解凍したサンプルのタンパク質をSDS−ポリアクリルアミドゲル電気泳動により分離したが、この際、c-fosは10%のポリアクリルアミドゲルで、P21ras（レーン当たり15μgのタンパク質）は、15%のゲルでO'Farrell-Laemmli緩衝液（0.025Mのトリス、0.192Mのグリシン及び0.1%［重量／容量］のSDS、pH 8.3）を用いて分離を行った。Biochem. J., 300, 445-449 (1994)に記載のBuckeley, B.J.とWhorton, A.R.による“血管内皮からのCa2+非依存アラキドン酸の遊離はデノボタンパク質合成を必要とする”の方法を参照のこと。二つのゲルを、クマシーブルー（シグマ社のクマシーブルー染料R-250を40%メタノールと7%酢酸に加えた）で染色し、各レーンにロードされたタンパク質の相対量を評価した。移動緩衝液（0.025Mのトリス、0.192Mのグリシン、2.6mMのSDSと20%［容量／容量］のメタノール、pH 8.8）中、ウェットトランスブロット法を用いてこれらタンパク質をニトロセルロースに移した。100mMのNaCl、0.01%（容量／容量）のツイーン20と5%無脂肪ドライミルクを含有する10mMのトリス（pH 7.5）中、室温で1時間ブロットをブロックした。2.5μg/mlのpan-ras又はc-fos抗体をブロック用緩衝液に加えて室温で１時間培養した。

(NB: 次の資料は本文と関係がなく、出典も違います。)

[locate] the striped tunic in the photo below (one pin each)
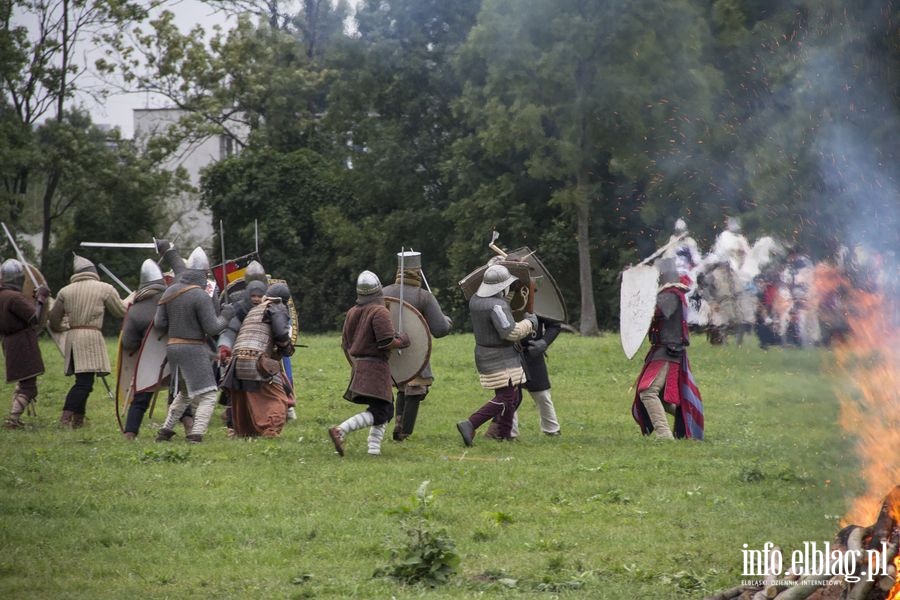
(83, 304)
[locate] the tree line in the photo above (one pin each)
(579, 128)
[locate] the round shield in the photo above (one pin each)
(408, 362)
(28, 289)
(152, 368)
(637, 305)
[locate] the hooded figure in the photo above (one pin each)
(19, 316)
(188, 314)
(367, 340)
(408, 285)
(258, 387)
(497, 360)
(137, 321)
(82, 304)
(666, 383)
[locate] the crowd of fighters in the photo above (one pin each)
(237, 349)
(767, 287)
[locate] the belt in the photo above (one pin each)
(184, 341)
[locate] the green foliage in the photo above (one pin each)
(427, 555)
(165, 454)
(287, 518)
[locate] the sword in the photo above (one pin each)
(494, 236)
(114, 278)
(224, 276)
(106, 385)
(150, 245)
(21, 256)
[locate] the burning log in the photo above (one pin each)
(874, 577)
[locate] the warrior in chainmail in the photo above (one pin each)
(242, 302)
(497, 360)
(666, 383)
(367, 339)
(83, 303)
(188, 314)
(259, 391)
(18, 317)
(138, 320)
(411, 393)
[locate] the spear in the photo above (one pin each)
(114, 278)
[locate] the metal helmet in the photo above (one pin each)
(80, 264)
(255, 272)
(256, 288)
(496, 279)
(409, 260)
(198, 260)
(279, 290)
(150, 273)
(12, 274)
(367, 283)
(668, 272)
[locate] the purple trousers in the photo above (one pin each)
(503, 406)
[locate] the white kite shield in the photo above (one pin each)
(637, 305)
(409, 362)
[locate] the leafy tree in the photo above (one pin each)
(39, 75)
(291, 195)
(548, 83)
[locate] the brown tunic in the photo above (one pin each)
(85, 301)
(368, 326)
(20, 345)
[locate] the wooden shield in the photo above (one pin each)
(28, 290)
(469, 284)
(408, 362)
(152, 369)
(548, 300)
(637, 305)
(125, 365)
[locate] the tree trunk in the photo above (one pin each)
(47, 220)
(588, 324)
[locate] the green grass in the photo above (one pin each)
(599, 512)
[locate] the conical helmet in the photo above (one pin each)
(367, 283)
(668, 271)
(80, 264)
(150, 273)
(496, 279)
(255, 272)
(198, 260)
(279, 290)
(12, 274)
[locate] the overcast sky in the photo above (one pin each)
(116, 110)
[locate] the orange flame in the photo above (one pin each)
(870, 410)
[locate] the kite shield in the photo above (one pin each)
(409, 362)
(152, 368)
(637, 305)
(548, 300)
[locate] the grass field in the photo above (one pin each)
(600, 512)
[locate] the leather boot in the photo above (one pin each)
(399, 407)
(410, 413)
(20, 403)
(188, 423)
(65, 420)
(658, 418)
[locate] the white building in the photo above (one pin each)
(191, 224)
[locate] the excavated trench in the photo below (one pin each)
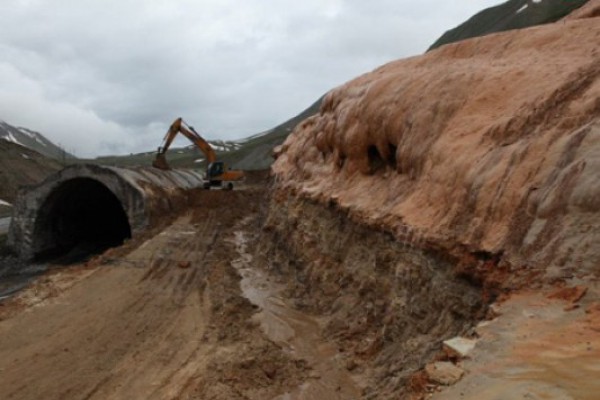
(386, 303)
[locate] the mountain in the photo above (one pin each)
(252, 153)
(21, 166)
(514, 14)
(32, 140)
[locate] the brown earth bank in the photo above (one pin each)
(238, 297)
(488, 148)
(160, 317)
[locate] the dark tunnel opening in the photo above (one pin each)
(80, 218)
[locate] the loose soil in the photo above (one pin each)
(154, 319)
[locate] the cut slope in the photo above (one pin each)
(490, 145)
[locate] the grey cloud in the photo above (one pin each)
(109, 76)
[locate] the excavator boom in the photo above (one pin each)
(216, 170)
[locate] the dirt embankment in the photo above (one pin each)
(160, 317)
(386, 303)
(489, 148)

リンス用緩衝液（100mMのNaCl及び0.01%［容量／容量］のツイーン20を含有する10mMのトリス［pH 7.5］）で5分間にわたり5回リンスした後、酵素標識抗マウス免疫グロブリンG（IgG）−ワサビペルオキシダーゼ（HRP、pan-ras Mab）又は抗ウサギIgG/HRP (c-fos Pab)を第二抗体としてブロック用緩衝液で2000倍に希釈して、ブロットを室温で一時間培養した。免疫ブロットはリンス用緩衝液で5分間にわたり、5回リンスし、改良された化学ルミネッセンス法（イギリス、バッキンガムシャー州、アマーシャム生命科学社のＥＣＬウエスタンブロット検出法）により免疫検出を行った。分子量の評価は、前もって染色した分子量マーカー（カリフォルニア州、Hercules、Bio-rad研究所）をニトロセルロースに移したものとの比較に基づいて行った。オートラジオグラフィー用フィルム（ニューヨーク州、ロチェスター、イーストマンコダック社のX-OMAT AR）を10、15又は60秒免疫ブロットに曝した。

逆転写酵素-ポリメラーゼ連鎖反応（RTR-PCR）
単一層をDPBSで2回洗浄して細胞を4Mのグアニジンチオシアネート、50mMのクエン酸ナトリウム、0.05%のサルコシルと0.01Mのジチオトレイトールで溶解した。細胞を剥がした後、可溶物をゲージ22の針を4回通過させ削りとった。RNAを5.7Mの塩化セシウムと0.1MのEDTAを用いて超遠心しペレット化した。Am. J. Respir. Cell Mol. Biol., 820-27 (1993)に記載のBecker, S., Koren, H.S.とHenke,D.C.による“正常な鼻の内皮におけるインターロイキン−８の発現、RSウィルスの感染によるそのモジュレーション及びサイトカイン、腫瘍壊死因子、インターロイキン−１とインターロイキン−６”の方法を参照のこと。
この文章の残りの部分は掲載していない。